Następnego dnia nastąpił wściekły atak pana Marszałka i jego pracowników na wszystkich biorących udział w tym spotkaniu jak i oczywiście na sam IPN. Taki sam dziki i absolutnie nieuzasadniony atak, jakiego świadkami jesteśmy dzisiaj. To, co jest dowodem absolutnego wyrachowania i perfidii postępowania Bogdana Borusewicza to fakt, ze on o tym wszystkim doskonale wie już od pierwszego momentu i to nie tylko od nas.

Postanowił on jednak brnąc dalej, z uporem godnym lepszej sprawy, w dalsze kłamstwa podpierając je tymi, którymi już wcześniej nas karmił. Tworzy kolejna warstwę piramidy kłamstwa nie zważając na to, ze wykazano mu te poprzednie, tworzące jej podstawę. Bogdan Borusewicz ze skromnego działacza przeistoczył się w aroganckiego, patologicznego klamce mającego za nic prawdę i tych, ktorzy próbują jej bronić.

 

Lech Zborowski
Etykietowanie:

3 komentarze

avatar użytkownika Wojciech Kozlowski

1. To pan Borusewicz

opanowany jest przez skrajnie antypolskie poglady. Niestety zlikwidowac go nie mozemy ;(

Wojciech Kozlowski

avatar użytkownika 1Maud

2. Wojciech Kozłowski@

Myśle, ze zamiast liwkidacji- szerzmy prawde! Pozdrawiam serdecznie
mfp
avatar użytkownika michael

3. A jest taki Mirnal, piszący o Instytucie Pamięci Nieistotnej,.

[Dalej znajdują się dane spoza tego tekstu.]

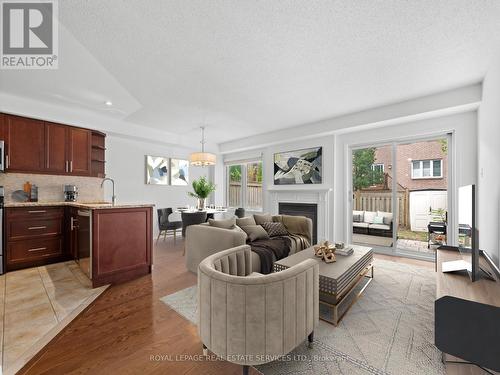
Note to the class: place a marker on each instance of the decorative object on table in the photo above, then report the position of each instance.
(202, 159)
(202, 189)
(298, 167)
(20, 196)
(325, 251)
(179, 172)
(157, 168)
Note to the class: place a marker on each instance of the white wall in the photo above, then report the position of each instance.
(125, 163)
(489, 163)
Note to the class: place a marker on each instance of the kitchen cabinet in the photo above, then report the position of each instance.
(37, 146)
(25, 143)
(56, 155)
(79, 146)
(34, 236)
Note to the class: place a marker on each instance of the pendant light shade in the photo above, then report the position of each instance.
(202, 159)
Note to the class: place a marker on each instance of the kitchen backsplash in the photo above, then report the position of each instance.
(50, 187)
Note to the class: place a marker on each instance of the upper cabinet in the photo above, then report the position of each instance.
(24, 141)
(37, 146)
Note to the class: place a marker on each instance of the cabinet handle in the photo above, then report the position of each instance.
(38, 249)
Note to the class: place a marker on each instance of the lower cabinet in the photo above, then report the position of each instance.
(34, 237)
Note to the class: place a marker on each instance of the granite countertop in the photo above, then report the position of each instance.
(88, 205)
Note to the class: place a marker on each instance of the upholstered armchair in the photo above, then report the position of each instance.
(248, 318)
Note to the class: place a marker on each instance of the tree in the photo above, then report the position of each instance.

Historia WKP(b), choć w skróceniu, oto pamięć istotna! Prawda? Instytut Pamięci Istotnej, czyli tradycja i prawdziwa kultura Wyższej Szkoły Nauk Społecznych przy Komitecie Centralnym ich ukochanej i niezapomnianej Polskiej Zjednoczonej Partii Robotniczej, tradycja ZMP i młodzieńczych spotkań z działaczami KPP, wdzięcznej kontynuatorki walki i chwały SDKPiL, sojuszniczki i ukochanej partnerki wielkiej pansłowiańskiej WKP(b). Oto Barwy Walki, ukochane wspomnienia, gdy przykładaliście Wasze gorące dłonie do kolby nagana, jeszce ciepłego od strzałów. To jest pamięć istotna o bohaterach Polrewkomu, o walkach pod czerwonym sztandarem, gdy miliony polskich nacjonalistów szło do piachu. To są chwile Waszych wspomnień istotnych. Dobrze odgaduję Mirnalu? Marzy się ulica Humera w Łodzi, Zarakowskiego w Bydgoszczy, a w każdym mieście Feliksa Dzierżyńskiego plac.